Lembaga-lembaga Negara Sesuai atau Menurut UUD 1945, Negara Indonesia menganut kedaulatan Rakyat. Bagaimana kedaulatan rakyat dilaksanakan? Karena rakyat sebagai pemegang kedaulatan, bukan berarti rakyat melaksanakannya dengan sekehendaknya sendiri, tetapi harus sesuai dengan ketentuan undang-undang yang berlaku. Hal ini sesuai dengan bunyi Pasal 1 ayat (2) UUD 1945, bahwa “Kedaulatan berada di tangan rakyat dan dilaksanakan menurut Undang-undang Dasar” Siapa saja atau lembaga negara apa saja yang diberi kepercayaan atau mandat oleh rakyat untuk melaksanakan kedaulatan rakyat? Menurut undang-undang, dalam pelaksanaan kedaulatan rakyat yang berupa pembuatan peraturan undang-undangan (legislatif) dan pelaksanaannya (esektutif) diberikan pada lembaga negara.

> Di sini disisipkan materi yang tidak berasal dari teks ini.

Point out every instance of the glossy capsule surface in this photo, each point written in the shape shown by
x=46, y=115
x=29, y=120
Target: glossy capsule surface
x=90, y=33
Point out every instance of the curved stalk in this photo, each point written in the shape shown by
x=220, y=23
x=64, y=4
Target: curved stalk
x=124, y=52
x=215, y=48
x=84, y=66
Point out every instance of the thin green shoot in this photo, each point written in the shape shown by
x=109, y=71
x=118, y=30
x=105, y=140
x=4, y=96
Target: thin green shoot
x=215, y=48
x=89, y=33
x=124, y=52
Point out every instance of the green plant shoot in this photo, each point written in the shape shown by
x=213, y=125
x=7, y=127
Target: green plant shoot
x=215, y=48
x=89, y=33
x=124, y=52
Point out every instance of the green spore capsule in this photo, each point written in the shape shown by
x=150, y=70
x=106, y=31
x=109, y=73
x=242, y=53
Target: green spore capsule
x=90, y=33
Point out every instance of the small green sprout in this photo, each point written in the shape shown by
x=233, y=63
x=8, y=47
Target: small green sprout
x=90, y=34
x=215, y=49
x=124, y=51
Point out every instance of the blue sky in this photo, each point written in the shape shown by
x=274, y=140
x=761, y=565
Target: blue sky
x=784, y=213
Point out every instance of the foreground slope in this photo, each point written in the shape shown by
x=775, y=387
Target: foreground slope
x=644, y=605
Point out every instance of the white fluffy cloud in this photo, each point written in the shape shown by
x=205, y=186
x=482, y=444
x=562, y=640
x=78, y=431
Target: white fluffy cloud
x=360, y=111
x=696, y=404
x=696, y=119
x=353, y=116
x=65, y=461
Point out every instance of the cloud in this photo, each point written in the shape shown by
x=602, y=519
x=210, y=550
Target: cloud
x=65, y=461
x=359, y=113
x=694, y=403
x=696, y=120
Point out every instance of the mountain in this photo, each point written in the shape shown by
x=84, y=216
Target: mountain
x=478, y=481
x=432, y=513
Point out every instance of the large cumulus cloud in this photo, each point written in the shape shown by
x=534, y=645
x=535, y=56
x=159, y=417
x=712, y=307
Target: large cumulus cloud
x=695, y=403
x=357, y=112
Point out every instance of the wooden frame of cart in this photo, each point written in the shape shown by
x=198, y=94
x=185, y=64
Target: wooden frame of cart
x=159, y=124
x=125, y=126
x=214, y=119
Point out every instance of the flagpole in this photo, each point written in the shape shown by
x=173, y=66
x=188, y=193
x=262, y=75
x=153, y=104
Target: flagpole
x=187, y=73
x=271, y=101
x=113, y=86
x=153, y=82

Di Indonesia untuk membuat peraturan perundang-undangan dipercayakan kepada MPR (Majelis Permusyawaratan Rakyat), DPR/DPRD (Dewan Perwakilan Rakyat/Dewan Perwakilan Rakyat Daerah), dan DPD (Dewan Perwakilan Daerah),. Lembaga-lembaga negara itu dikenal sebagai lembaga legislatif (pembuat undang-undang). Sedangkan untuk melaksanakan undang-undang dipercayakan kepada presiden. Presiden dikenal sebagai lembaga eksekutif (pemerintah). Untuk pemerintah daerah provinsi dilaksanakan oleh gubernur, pemerintah kabupaten/kota oleh bupati/walikota, dan pemerintahan desa oleh lurah desa. Tetapi dalam menentukan siapa-siapa yang menjadi anggota DPR/DPRD, DPD, presiden dan wakil presiden, rakyatlah yang menentukan dalam suatu pemilihan umum secara langsung. Misalnya pada Pemilu 2004 untuk pertama kalinya presiden dan wakil presiden dalam satu pasangan dipilih secara langsung. Begitu pula dengan pemilihan anggota DPD. Sebelum tahun 2004 presiden dan wakil presiden Indonesia dipilih oleh MPR. Selain itu saat ini pemilihan kepala daerah (pilkada) pun dilakukan secara langsung. Pilkada adalah untuk memilih secara langsung gubernur dan bupati/walikota. Sebelumnya gubernur dan bupati/walikota dipilih oleh DPRD. Berikut ini uraian singkat tentang Lembaga Negara sesuai dengan UUD Negara Republik Indonesia Tahun 1945
6. Komisi Yudisial (KY)
Lembaga Komisi Yudisial (KY) ini dibentuk guna mengawasi perilaku para hakim dan praktik kotor dalam proses penyelenggaraan peradilan. Dalam Undang-Undang Dasar 1945 (hasil amandemen), kedudukan Komisi Yudisial ini bersifat mandiri yang keberadaannya dibentuk dan diberhentikan oleh Presiden dengan adanya persetujuan DPR.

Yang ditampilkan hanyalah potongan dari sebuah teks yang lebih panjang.